I'm using the following kernel for my Gaussian process regression with optimizer as Adam. But when i print the model optimized parameters the length scales are not in the interval range i provided.
class GPR(gpytorch.models.ExactGP):
def __init__(self, train_x, train_y, likelihood):
super(GPR, self).__init__(train_x, train_y, likelihood)
self.mean_module = gpytorch.means.ConstantMean()

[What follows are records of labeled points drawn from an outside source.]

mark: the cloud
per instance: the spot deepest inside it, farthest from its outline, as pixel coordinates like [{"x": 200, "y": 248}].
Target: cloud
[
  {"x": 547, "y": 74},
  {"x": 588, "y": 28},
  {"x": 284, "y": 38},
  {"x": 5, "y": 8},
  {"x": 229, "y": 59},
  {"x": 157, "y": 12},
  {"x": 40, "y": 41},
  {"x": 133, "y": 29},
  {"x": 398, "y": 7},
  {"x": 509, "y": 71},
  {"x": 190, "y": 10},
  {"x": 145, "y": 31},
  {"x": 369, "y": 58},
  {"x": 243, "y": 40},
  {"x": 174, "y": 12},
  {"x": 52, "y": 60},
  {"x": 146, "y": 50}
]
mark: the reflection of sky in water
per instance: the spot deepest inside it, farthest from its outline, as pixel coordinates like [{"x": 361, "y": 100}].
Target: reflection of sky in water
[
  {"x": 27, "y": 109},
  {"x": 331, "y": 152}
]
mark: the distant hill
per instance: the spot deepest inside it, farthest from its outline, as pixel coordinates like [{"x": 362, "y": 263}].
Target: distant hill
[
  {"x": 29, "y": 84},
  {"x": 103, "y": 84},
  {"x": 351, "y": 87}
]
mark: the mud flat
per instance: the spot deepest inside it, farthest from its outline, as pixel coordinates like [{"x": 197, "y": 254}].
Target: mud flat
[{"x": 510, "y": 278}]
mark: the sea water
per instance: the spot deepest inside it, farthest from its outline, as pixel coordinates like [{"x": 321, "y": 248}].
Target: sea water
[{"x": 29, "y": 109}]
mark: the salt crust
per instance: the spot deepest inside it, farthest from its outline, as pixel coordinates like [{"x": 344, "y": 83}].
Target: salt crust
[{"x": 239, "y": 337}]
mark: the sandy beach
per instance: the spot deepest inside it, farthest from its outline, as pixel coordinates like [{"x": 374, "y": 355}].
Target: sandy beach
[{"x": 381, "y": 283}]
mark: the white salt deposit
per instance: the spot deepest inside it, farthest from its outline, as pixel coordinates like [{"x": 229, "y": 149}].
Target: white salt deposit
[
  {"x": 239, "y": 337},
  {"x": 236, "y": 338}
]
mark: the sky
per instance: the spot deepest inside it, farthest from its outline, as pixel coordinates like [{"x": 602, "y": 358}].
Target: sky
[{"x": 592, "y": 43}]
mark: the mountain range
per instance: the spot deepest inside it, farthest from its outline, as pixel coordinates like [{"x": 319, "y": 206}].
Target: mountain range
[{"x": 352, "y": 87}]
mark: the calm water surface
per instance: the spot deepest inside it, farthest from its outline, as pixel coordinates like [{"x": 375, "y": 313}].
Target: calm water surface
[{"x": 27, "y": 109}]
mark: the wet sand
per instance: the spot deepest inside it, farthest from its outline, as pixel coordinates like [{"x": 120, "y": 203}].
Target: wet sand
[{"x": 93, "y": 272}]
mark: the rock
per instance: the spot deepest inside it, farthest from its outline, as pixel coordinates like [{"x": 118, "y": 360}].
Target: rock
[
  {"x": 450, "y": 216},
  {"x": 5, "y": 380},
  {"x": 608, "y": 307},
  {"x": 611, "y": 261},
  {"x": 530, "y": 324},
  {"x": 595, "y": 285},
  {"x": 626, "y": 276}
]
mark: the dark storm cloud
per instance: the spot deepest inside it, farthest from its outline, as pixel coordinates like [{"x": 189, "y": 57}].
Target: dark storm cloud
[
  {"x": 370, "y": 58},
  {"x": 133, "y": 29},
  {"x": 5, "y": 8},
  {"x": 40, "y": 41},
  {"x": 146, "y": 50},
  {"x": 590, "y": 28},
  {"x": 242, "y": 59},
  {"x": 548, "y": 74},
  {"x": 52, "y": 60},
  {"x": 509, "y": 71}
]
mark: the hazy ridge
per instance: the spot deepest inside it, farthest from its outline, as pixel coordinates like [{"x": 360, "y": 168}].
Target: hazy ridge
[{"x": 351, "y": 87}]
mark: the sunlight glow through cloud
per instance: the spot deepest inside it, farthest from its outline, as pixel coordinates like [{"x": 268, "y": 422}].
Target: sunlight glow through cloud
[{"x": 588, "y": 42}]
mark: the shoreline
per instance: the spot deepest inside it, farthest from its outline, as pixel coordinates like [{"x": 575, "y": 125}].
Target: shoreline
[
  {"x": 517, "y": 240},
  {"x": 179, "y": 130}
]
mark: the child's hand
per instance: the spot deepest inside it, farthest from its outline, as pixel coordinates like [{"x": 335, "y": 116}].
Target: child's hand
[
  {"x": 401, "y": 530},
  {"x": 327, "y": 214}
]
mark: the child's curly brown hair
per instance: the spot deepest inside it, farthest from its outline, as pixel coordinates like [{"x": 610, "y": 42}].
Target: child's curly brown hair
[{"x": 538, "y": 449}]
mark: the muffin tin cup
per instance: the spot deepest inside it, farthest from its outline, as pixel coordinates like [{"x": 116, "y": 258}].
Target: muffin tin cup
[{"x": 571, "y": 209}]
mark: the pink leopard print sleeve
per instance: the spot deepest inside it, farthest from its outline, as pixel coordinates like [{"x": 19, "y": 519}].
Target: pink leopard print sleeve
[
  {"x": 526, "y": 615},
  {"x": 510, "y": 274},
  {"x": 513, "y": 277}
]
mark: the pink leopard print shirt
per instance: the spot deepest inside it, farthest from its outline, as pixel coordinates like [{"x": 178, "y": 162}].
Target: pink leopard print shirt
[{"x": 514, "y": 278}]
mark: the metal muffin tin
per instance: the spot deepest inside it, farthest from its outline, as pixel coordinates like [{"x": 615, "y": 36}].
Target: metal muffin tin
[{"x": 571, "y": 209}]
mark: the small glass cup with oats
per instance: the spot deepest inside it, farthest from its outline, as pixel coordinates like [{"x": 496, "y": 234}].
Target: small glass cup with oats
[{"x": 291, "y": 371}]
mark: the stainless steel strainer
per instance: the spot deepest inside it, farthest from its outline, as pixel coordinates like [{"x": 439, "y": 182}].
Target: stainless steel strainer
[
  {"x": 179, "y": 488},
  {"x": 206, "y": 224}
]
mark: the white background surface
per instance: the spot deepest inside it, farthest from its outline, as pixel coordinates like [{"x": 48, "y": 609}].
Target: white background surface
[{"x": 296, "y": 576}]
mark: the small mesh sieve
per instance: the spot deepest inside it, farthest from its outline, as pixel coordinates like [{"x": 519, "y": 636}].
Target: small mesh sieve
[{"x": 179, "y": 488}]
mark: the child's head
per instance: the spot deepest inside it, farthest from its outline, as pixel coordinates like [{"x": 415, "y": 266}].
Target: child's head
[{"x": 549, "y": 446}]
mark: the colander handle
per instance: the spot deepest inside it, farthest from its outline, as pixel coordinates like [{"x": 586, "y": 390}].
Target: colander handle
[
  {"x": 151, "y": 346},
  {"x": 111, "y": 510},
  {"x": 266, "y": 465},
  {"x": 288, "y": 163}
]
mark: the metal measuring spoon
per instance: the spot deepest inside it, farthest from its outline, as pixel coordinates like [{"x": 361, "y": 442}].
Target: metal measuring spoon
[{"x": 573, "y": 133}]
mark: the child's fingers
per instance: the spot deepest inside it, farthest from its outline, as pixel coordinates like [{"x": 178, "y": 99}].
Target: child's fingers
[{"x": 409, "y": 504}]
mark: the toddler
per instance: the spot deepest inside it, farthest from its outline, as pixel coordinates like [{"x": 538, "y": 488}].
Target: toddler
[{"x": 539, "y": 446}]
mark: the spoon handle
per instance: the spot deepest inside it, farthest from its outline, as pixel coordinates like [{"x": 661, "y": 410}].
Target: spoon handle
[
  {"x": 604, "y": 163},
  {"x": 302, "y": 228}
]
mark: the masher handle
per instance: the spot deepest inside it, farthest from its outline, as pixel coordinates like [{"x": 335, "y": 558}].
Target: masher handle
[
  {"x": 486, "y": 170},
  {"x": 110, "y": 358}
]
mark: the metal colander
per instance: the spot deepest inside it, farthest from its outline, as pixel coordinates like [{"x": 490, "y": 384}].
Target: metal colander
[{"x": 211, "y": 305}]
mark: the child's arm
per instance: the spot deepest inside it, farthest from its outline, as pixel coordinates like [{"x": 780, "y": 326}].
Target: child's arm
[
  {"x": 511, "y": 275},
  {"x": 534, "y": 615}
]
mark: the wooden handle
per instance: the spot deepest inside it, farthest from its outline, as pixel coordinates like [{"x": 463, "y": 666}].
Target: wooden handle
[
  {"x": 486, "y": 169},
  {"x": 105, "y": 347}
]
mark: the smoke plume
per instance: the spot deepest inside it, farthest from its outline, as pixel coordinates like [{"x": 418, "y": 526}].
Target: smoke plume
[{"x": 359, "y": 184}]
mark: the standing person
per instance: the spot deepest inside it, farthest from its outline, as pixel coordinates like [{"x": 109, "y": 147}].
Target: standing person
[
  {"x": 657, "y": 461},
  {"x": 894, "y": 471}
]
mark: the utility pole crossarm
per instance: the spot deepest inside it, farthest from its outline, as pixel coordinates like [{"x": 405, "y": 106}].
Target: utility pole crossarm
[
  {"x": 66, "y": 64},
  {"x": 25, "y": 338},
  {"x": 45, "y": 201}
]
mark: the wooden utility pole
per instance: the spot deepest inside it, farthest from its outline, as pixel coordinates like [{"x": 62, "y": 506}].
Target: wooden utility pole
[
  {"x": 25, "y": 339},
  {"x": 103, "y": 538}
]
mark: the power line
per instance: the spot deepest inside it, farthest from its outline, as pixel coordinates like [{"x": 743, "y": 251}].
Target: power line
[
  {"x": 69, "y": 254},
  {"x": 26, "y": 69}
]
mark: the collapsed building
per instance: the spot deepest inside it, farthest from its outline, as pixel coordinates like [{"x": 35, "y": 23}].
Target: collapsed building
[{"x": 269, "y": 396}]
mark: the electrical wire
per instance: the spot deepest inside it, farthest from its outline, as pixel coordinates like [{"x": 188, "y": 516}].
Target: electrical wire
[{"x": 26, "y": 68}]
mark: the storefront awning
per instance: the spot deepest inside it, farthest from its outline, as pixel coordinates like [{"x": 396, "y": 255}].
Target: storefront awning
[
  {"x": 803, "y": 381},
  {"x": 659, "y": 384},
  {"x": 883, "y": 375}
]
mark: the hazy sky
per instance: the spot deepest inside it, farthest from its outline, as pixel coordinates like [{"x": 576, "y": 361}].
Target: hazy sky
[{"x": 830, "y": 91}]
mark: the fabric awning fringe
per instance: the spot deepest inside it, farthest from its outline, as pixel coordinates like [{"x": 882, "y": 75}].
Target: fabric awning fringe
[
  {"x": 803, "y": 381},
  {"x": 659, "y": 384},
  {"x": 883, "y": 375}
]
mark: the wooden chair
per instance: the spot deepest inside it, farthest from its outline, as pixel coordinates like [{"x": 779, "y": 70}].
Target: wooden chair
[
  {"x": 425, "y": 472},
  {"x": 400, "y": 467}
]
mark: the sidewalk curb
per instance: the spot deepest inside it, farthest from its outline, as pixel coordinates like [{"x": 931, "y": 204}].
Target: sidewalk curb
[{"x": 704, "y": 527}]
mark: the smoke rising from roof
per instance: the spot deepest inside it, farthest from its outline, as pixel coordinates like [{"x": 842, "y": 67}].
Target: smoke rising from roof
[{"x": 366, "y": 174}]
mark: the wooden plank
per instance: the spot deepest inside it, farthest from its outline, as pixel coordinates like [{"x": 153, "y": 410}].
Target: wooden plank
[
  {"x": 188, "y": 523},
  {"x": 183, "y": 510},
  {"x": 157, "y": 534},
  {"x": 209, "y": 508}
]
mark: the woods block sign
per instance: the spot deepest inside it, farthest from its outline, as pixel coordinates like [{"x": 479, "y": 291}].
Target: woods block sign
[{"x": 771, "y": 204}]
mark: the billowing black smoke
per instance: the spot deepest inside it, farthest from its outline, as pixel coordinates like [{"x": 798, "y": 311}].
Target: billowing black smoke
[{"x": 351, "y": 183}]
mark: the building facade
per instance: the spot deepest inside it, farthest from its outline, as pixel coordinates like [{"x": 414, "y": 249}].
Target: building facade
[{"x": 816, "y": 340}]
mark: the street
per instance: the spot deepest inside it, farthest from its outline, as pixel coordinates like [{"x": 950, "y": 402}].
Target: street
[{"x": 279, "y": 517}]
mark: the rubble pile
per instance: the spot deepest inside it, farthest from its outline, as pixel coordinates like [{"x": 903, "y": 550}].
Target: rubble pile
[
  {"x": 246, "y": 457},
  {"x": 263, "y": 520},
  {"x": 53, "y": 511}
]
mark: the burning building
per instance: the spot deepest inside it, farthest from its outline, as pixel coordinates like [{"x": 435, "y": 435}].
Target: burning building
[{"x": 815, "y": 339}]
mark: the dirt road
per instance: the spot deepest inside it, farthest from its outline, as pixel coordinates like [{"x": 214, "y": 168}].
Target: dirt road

lengthscale_constraint1 = Interval(lower_bound=1,upper_bound=10)
covar_module1 = gpytorch.kernels.Scalekernel(gpytorch.kernels.RQKernel(ard_nums_dims=train_x.shape[1],lengthscale_constraint= lengthsclae_constraint1))
covar_module1.outputscale = 3.542
covar_module1.raw_outputscale.requires_grad=False
raw_alpha = torch.nn.Parameter(torch.tensor([1e-20]))
covar_module1.base_kernel.register_parameter("raw_alpha", raw_alpha)
covar_module1.base_kernel.raw_alpha.requires_grad = False
self.covar_module = gpytorch.kernels.LinearKernel() + covar_module1
Actual Output
length scales are negative and not in the range. Actual Output
Expected output
The length scales to be in the range of 1 and 10.